The end of Social Promotion?!?!
The Rolling Stones – In Another Land
Audio clip: Adobe Flash Player (version 9 or above) is required to play this audio clip. Download the latest version here. You also need to have JavaScript enabled in your browser.
I follow a number of education bloggers, who are quick to point out the good, the bad, the ugly, the ridiculous, the hilarious, and the downright unjust within education today.
What caught my eye was a reference by Joanne Jacobs to some Denver schools that have changed their promotion policies to reflect student proficiencies rather than students age. Instead of moving up to the next grade level at the end of the year, students will be promoted based on the amount of proficiency they have demonstrated with their learning goals.
For those of us who are math teachers, this rings so true! After all, why is it that Cochran’s math results are abysmal? Well, a big portion of that is the fact that the majority of kids come to Cochran a few grade levels behind in their basic skills in math, and because math is so cumulative a subject, are never able to actually catch up. Put more bluntly, if you’re in 6th grade and can’t multiply, you’re basically dead in the water (although we’ve got potential beginnings of a remedy for this).
At some point, the kids of Los Angeles figure out that they don’t really need to do anything to move on up in the next grade level with their friends, thus transforming school into a social club, rather than the primary setting of gaining knowledge, wisdom, and experience. And it should be a simple fix, with a ten-year long term goal.
More any LAUSD policy makers out there, here’s how you’d do it. Next year, give the kindergarteners a test at the end of the year on kindergarten standards. Those who pass move on, those who don’t get another opportunity to learn it again in kindergarten, whilst learning the value of learning. The following year, do the same thing for kindergarteners and 1st graders. The following year, expand it to 2nd grade, etc… In a decade, you’ve got a system where kids get educated, kids understand content material, and kids value the learning and the balance of both fun and hard work involved in it.
LAUSD used to implement mandatory retention for students at the end of Grade 2. I believe that policy ended at or near the beginning of this decade. Some of middle-schoolers are products of that program. I’ve always felt that policy should expand to include Grade 5 in elementary schools (Grade 6 for those ES’s structured K-6). The rapscallions need to demonstrate some level of proficiency before they enter middle school.
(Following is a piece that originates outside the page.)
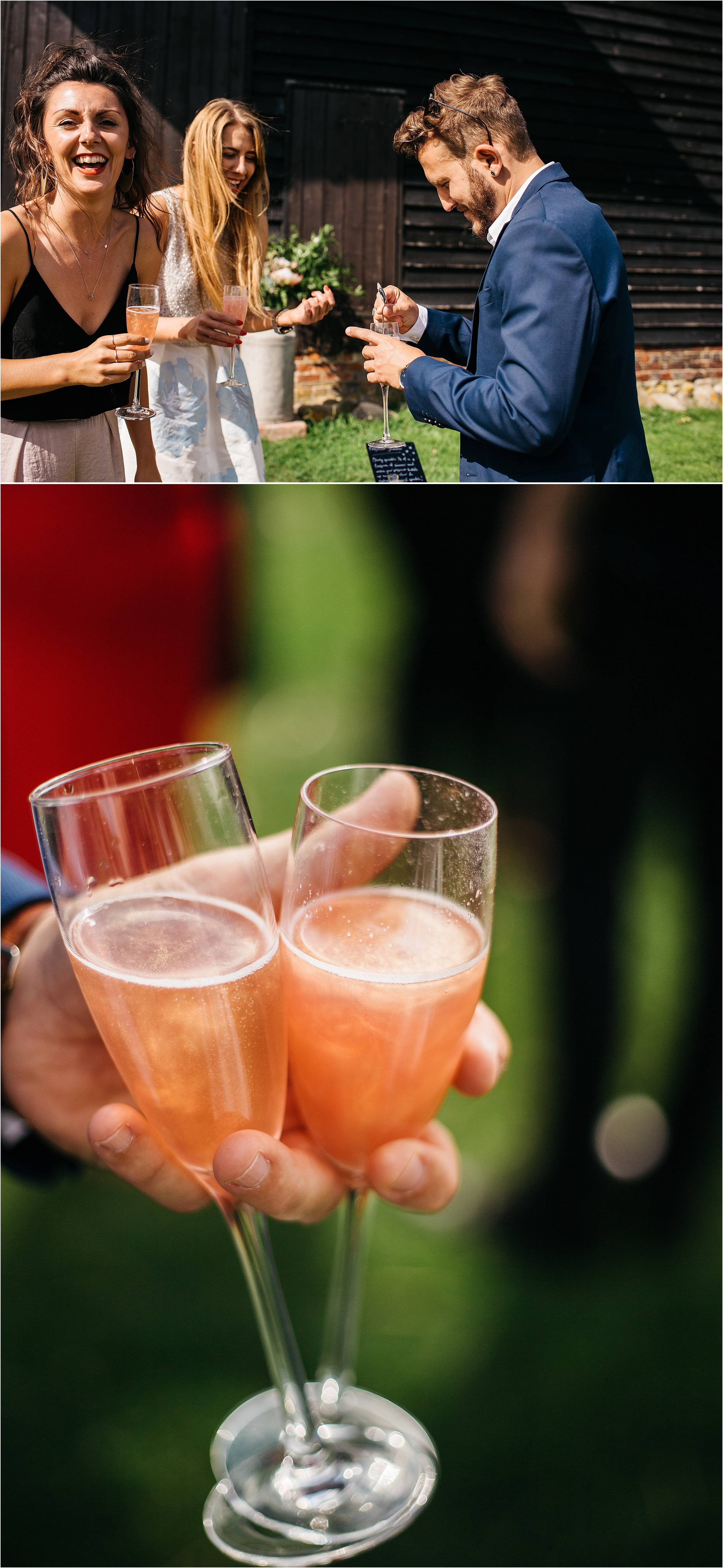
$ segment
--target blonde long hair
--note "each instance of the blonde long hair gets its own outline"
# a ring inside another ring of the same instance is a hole
[[[256,171],[235,198],[223,177],[221,136],[226,125],[245,125],[254,138]],[[220,310],[224,282],[246,284],[253,314],[263,306],[260,218],[268,207],[263,122],[246,103],[212,99],[198,111],[183,140],[183,216],[201,298]],[[231,265],[231,278],[224,276]]]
How we integrate those kids into a remedial year of learning is ripe for discussion. Do we create wholly-contained remedial classes to address these children’s areas of deficiency? Or do we include them in regular general ed classes? What shape and form will the curriculum take? Certainly, the current arrangement of satisfactorily completing summer school as a way of promotion is not the answer. A student who is “not getting it” for 180 days during the school year and then “satisfactorily” completes 80 hours of summer school is then ready to enter the next grade level? C’mon! I don’t think so.
……And the beat goes on…..
In Minnesota, where whole families move to promote thier hockey sons, some folks want their boy-children held back, so they will be bigger and better coordinated than teammates when playing grade-level sports. Some were held back academically, which mostly helped the sports careers of those who were. Didn’t make them better readers, tho.
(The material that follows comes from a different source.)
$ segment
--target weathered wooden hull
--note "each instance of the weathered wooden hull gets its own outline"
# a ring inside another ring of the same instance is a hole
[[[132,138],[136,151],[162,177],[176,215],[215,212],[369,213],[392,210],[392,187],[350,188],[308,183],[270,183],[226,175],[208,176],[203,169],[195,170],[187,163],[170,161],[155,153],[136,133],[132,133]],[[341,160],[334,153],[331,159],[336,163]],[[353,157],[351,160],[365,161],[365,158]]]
If you two can convince them to do this, LAUSD will need to hire back the RIFfed K-6 teachers and hire a slew more, to boot.
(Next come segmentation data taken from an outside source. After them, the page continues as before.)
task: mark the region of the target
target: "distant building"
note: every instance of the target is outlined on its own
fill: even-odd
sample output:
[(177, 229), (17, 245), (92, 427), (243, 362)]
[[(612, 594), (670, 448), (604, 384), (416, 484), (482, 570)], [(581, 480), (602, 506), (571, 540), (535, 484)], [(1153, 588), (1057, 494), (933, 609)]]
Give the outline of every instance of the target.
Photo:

I was told in the beginning – 8 yrs ago – of my teaching career that it is a ‘warehouse’ issue. They don’t have space to hold failing students back.
From my own experience, I believe having those two oversized nonperformers in class motivated us NOT to do likewise.
Ive also seen that in the school I work at, kids aren’t held back especially if they are behavior problems because the school would have to deal with them for an extra year. While I agree that something needs to be done, there is already such a focus on test scores, I wish that we could look beyond a one day test to see if a student has learned something for the school year.
I know. It’s so frustrating. What’s even more frustrating is that those of us who are trying to establish some sort of “student accountability” are automatically labeled as those who are doing so only to relieve the amount of work on ourselves. Nothing could be further from the truth. Student accountability is actually good for students!